This paper introduces an innovative guidance and control method for simultaneously capturing and stabilizing a fast-spinning target satellite, such as a spin-stabilized satellite, using a spinning-base servicing satellite equipped with a robotic manipulator, joint locks, and reaction wheels (RWs). The method involves controlling the RWs of the servicing satellite to replicate the spinning motion of the target satellite, while locking the manipulator's joints to achieve spin-matching. This maneuver makes the target stationary with respect to the rotating frame of the servicing satellite located at its center-of-mass (CoM), simplifying the robot capture trajectory planning and eliminating post-capture trajectory planning entirely. In the next phase, the joints are unlocked, and a coordination controller drives the robotic manipulator to capture the target satellite while maintaining zero relative rotation between the servicing and target satellites. The spin stabilization phase begins after completing the capture phase, where the joints are locked to form a single tumbling rigid body consisting of the rigidly connected servicing and target satellites. An optimal controller applies negative control torques to the RWs to dampen out the tumbling motion of the interconnected satellites as quickly as possible, subject to the actuation torque limit of the RWs and the maximum torque exerted by the manipulator's end-effector.
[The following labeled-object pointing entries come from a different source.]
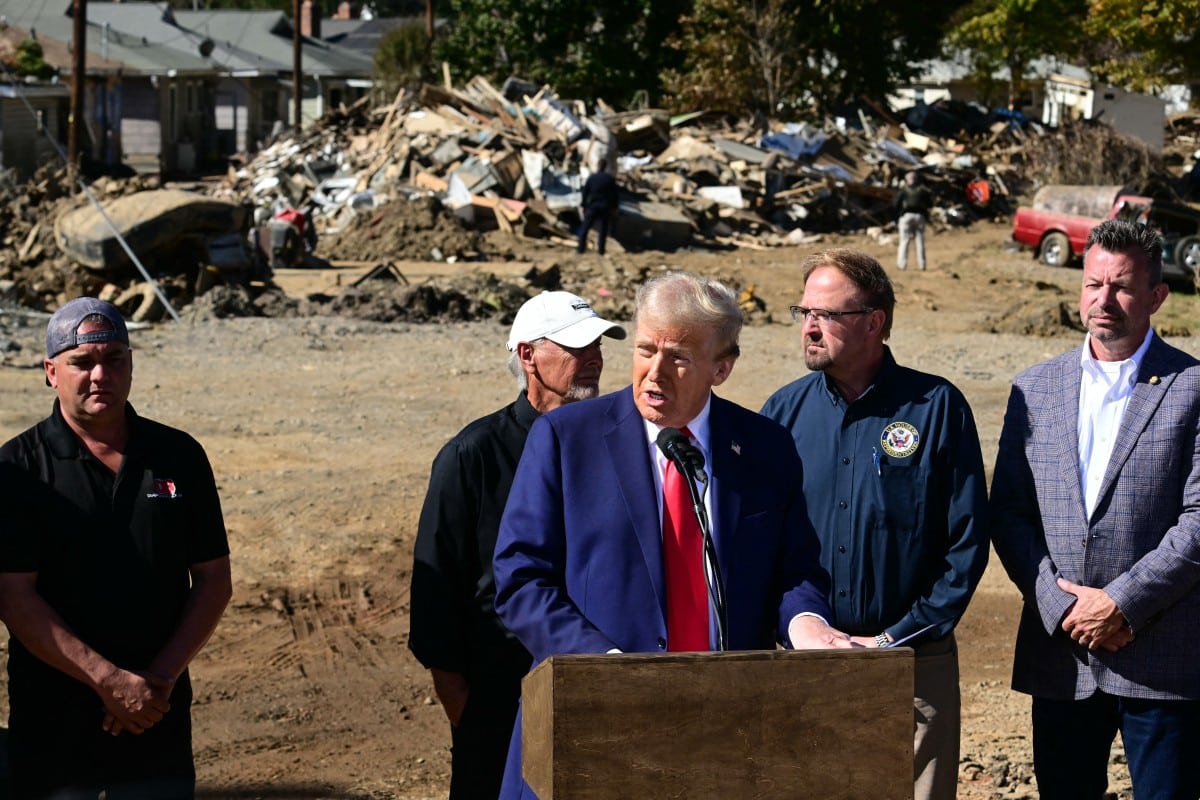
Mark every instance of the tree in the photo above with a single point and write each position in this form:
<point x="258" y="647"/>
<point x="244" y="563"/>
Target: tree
<point x="736" y="55"/>
<point x="582" y="49"/>
<point x="1013" y="32"/>
<point x="1144" y="44"/>
<point x="775" y="55"/>
<point x="402" y="58"/>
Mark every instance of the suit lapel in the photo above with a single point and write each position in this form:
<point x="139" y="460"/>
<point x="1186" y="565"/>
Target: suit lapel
<point x="1066" y="426"/>
<point x="629" y="452"/>
<point x="1144" y="401"/>
<point x="726" y="477"/>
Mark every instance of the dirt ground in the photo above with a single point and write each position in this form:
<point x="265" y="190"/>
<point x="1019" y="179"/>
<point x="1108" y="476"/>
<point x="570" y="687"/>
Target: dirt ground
<point x="322" y="431"/>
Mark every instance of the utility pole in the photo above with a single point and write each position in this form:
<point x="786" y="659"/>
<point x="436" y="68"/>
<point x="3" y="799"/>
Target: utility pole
<point x="297" y="78"/>
<point x="78" y="66"/>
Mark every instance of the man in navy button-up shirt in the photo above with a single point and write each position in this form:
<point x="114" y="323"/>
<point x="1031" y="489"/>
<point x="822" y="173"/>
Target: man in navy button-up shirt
<point x="894" y="482"/>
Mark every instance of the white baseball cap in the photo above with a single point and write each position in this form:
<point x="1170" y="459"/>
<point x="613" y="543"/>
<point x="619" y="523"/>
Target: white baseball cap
<point x="563" y="318"/>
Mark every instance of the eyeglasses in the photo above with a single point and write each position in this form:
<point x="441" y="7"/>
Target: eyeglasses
<point x="822" y="316"/>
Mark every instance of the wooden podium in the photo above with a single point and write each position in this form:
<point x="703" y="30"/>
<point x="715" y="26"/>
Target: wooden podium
<point x="747" y="725"/>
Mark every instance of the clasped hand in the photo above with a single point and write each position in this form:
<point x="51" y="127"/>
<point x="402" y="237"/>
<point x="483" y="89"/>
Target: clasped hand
<point x="133" y="701"/>
<point x="1093" y="619"/>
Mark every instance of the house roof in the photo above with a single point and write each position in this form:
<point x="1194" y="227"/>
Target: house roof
<point x="149" y="38"/>
<point x="263" y="40"/>
<point x="364" y="35"/>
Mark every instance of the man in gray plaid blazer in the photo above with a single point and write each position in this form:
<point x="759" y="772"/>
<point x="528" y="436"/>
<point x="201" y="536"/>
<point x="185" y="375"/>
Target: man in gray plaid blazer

翻译：本文提出一种创新的制导与控制方法，用于通过配备有机械臂、关节锁和反作用轮的自旋基座服务卫星，同时捕获并稳定快速自旋的目标卫星（如自旋稳定卫星）。该方法通过控制服务卫星的反作用轮复现目标卫星的自旋运动，并锁定机械臂关节实现自旋匹配。此机动使目标卫星在位于服务卫星质心的旋转参考系中保持静止，简化了机器人捕获轨迹规划，并完全消除了捕获后轨迹规划的需求。在下一阶段，关节解锁，由协同控制器驱动机械臂捕获目标卫星，同时保持服务卫星与目标卫星之间无相对旋转。自旋稳定阶段在捕获阶段完成后启动，此时锁定关节，使刚性连接的服务卫星与目标卫星构成单一体翻滚刚体。最优控制器对反作用轮施加负控制力矩，在反作用轮驱动力矩极限与机械臂末端执行器最大力矩约束下，以最快速度抑制互联卫星的翻滚运动。